I may be misreading the first post in this thread, the essance of which I agree with, and if I am I'm sure there'll be a queue of angry people to correct me, but isn't the entire premis of this thread based on reaction?
Sure, for me, I'm a simple person. I like to do magic, have fun doing it and make other people have fun. It may not be lofty, and it may not be satisfactory for everyone, but its enough for me. My problem with this thread's premis is:
How can you make an objective distrinction between a screaming reaction and a silent...."omg....magic is real" reaction and use that as the basis to seperate a mere trick from artistry? Or moreover, an audience saying, "Do another trick?" Not to get a bit linguistic here, but most people associate magic with a trick.
If the point is that a good performer will more readily suspend the disbelief of an audience and have them more suseptable to believe they have literally witnessed the impossible, then I agree completely. My problem is using the audience reaction as a way of making that judgement in any kind of an objective way. I've had reactions well beyond, "that's a trick", and I am no artist, nor does generating that kind of a reaction make me artistic in any way. I may have just performed a trick well.

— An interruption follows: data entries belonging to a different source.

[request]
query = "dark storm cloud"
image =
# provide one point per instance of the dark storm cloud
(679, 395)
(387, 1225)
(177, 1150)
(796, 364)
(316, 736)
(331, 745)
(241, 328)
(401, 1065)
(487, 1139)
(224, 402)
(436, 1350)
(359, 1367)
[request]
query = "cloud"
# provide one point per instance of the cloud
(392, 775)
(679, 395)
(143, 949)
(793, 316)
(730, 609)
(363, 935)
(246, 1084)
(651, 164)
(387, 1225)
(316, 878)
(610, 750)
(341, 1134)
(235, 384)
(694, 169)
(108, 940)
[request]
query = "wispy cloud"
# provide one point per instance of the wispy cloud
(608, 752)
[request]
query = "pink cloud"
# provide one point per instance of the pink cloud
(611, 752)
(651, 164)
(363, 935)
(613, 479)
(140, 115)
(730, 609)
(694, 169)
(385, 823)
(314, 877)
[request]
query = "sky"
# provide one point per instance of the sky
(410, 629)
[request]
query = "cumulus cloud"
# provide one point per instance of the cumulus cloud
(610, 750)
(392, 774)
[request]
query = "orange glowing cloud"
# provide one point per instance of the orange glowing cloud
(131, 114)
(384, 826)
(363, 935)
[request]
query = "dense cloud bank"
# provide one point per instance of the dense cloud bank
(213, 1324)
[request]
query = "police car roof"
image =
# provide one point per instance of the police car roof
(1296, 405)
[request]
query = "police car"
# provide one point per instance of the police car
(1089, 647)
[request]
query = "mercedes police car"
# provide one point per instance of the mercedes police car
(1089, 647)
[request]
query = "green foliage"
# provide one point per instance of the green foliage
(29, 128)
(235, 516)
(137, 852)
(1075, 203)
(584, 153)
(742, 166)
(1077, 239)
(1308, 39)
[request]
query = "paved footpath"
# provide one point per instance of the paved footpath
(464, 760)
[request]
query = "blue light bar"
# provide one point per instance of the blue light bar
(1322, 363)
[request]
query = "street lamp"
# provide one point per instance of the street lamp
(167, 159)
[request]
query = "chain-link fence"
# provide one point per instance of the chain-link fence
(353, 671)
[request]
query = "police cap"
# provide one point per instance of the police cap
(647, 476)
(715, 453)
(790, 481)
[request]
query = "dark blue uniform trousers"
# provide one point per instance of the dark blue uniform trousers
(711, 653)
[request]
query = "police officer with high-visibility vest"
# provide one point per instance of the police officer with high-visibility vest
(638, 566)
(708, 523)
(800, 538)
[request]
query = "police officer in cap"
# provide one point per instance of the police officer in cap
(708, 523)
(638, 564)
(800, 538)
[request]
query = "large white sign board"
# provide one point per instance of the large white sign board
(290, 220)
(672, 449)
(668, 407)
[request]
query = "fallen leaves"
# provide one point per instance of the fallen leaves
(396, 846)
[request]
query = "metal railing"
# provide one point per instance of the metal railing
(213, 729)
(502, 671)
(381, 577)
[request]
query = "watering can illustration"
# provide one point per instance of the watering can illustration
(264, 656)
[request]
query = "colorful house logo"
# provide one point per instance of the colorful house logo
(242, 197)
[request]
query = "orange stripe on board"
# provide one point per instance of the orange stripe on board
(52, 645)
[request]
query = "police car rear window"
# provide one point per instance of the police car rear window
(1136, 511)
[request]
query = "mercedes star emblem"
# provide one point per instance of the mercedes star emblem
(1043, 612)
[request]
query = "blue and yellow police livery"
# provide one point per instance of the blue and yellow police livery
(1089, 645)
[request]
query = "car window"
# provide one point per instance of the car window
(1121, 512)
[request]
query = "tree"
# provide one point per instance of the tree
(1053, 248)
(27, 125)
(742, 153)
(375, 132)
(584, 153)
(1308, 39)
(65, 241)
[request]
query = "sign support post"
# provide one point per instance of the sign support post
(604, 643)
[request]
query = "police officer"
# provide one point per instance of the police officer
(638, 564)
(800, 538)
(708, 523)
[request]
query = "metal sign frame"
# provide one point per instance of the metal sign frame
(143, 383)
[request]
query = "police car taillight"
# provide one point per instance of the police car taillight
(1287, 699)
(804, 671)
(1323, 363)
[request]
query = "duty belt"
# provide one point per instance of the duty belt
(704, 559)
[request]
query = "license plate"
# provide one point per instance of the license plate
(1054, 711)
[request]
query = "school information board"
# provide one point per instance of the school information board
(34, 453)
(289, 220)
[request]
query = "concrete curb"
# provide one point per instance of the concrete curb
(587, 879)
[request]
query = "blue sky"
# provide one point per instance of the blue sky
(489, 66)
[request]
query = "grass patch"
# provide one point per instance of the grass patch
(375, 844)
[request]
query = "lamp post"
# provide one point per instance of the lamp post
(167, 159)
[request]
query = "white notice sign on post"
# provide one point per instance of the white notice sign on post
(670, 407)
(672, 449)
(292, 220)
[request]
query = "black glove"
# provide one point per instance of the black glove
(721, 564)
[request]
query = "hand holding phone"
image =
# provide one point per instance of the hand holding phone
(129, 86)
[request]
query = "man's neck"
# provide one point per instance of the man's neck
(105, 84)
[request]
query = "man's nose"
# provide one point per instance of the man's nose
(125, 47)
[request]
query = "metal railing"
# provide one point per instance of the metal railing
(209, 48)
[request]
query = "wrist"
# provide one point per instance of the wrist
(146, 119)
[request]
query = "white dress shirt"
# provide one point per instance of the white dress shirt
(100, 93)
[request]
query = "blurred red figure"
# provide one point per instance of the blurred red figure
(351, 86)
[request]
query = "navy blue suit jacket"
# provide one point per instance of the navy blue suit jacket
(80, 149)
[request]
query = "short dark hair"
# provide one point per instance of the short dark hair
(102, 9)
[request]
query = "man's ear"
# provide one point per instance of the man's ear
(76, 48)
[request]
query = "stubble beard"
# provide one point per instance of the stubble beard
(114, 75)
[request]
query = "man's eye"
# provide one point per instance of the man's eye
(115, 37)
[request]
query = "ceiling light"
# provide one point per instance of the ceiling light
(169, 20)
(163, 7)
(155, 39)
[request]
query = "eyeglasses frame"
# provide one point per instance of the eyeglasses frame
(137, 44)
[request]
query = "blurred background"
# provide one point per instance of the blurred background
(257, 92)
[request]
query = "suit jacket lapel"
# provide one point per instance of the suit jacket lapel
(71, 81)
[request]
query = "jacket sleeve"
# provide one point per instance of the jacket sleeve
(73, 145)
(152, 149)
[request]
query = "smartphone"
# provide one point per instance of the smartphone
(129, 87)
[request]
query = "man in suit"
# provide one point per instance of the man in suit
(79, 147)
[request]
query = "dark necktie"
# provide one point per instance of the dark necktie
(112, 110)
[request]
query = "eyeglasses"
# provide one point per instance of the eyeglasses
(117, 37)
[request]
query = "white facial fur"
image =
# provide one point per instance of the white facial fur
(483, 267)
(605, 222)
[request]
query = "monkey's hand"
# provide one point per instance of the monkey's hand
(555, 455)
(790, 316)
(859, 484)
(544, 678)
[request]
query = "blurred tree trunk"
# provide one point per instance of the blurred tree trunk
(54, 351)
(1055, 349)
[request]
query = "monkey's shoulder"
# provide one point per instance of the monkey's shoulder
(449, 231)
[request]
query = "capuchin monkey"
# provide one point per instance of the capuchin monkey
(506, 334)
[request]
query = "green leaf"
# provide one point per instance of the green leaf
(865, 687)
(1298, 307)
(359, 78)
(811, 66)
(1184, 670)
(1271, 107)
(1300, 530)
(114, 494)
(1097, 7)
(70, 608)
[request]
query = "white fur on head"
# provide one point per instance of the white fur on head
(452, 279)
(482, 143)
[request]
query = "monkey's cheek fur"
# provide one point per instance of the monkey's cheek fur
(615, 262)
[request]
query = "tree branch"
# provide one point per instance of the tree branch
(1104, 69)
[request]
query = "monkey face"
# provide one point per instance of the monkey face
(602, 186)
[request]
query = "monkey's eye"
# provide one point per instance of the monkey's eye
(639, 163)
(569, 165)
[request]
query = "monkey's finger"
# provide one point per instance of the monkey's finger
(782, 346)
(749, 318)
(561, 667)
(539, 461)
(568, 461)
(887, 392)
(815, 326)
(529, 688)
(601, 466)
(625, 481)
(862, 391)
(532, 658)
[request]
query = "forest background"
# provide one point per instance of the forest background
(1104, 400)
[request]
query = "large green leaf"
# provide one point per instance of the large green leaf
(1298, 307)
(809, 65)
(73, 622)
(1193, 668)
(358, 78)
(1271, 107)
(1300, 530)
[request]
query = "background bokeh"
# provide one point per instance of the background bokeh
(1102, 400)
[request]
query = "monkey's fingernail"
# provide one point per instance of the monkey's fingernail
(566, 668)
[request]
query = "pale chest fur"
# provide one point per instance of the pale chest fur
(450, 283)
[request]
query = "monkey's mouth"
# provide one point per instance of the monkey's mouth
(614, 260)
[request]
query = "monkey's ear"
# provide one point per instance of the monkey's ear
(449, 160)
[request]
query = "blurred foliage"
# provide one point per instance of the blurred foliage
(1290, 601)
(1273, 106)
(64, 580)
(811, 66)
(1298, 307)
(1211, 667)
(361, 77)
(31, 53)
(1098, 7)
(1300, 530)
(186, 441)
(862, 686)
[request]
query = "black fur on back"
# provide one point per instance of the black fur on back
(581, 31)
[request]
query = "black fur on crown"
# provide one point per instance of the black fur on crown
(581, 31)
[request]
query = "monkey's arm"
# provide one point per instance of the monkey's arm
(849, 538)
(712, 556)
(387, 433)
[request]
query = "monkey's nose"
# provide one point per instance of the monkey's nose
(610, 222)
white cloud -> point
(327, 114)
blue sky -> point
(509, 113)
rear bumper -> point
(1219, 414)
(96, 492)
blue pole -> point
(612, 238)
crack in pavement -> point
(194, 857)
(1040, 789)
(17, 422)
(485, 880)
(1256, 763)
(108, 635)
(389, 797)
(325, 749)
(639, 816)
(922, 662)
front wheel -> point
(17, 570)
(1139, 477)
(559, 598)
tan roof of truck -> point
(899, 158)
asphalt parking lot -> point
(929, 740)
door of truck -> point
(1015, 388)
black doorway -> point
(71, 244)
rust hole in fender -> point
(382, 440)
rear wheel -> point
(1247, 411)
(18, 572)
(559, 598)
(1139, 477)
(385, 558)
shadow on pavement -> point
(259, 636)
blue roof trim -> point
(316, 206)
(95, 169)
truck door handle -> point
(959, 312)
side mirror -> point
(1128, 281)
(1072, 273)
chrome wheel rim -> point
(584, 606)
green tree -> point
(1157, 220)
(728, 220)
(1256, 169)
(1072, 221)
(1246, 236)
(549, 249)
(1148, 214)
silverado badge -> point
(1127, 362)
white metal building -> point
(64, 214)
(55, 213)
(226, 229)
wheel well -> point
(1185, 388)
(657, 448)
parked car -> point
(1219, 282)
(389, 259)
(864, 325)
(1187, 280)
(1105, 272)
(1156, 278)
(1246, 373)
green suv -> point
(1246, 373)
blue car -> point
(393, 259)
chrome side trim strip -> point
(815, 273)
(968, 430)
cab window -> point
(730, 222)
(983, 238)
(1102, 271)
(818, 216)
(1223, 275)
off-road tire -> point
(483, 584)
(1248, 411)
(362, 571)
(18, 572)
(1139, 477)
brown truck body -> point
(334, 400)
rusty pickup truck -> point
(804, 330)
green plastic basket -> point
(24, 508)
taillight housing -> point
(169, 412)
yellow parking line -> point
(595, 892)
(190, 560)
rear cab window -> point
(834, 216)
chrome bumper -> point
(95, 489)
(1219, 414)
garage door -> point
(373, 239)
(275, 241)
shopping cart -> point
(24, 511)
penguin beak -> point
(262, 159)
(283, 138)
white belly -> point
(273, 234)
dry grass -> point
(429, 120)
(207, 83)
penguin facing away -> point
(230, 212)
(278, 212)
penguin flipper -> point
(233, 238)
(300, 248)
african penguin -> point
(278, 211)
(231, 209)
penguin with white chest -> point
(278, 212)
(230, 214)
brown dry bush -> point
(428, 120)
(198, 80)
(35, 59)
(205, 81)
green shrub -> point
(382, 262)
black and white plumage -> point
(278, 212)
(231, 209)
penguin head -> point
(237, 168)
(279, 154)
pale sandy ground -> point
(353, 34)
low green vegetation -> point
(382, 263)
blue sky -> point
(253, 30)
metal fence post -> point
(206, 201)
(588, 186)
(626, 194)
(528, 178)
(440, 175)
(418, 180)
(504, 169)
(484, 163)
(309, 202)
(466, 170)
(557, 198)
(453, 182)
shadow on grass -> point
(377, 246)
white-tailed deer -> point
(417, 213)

In my opinion an artist should speak through their work, and make a point that transends the act of a card trick. That I agree with, but don't aspire to, because that defeats the purpose of the magic I like to do, as a hobbiest. To infer that the purpose of good magic is to prove that magic exists, or make people suspend their disbelief is like saying that a painting as an art form exists merely to show colors on a canvas. If people think they've seen a cheap trick, then you haven't failed as an artist, you've done worse and failed as a magician by any definition. In my opinion, however skeptical it may be, I believe that a good magician asks fundamental questions about people's rights to assume knowledge of the world around them. That's when a magician has done his or her job at all. With that as my definintion I don't think that magic is capable of being an art form in the truest sense of the word. It can't transend what it is into the abstract without losing itself completely.
I digress. Basically, I don't like the idea that an audience reaction can elevate a performance to art. Art at its uppermost extreme is completely and utterly unappreciable by the uninitiated. (Walk round any modern art exhibition with no formal artistic training and see what I mean.) That would totally defeat the purpose of magic at all, whether its called a trick or a life changing experience. Magic is a form of entertainment, no more, no less.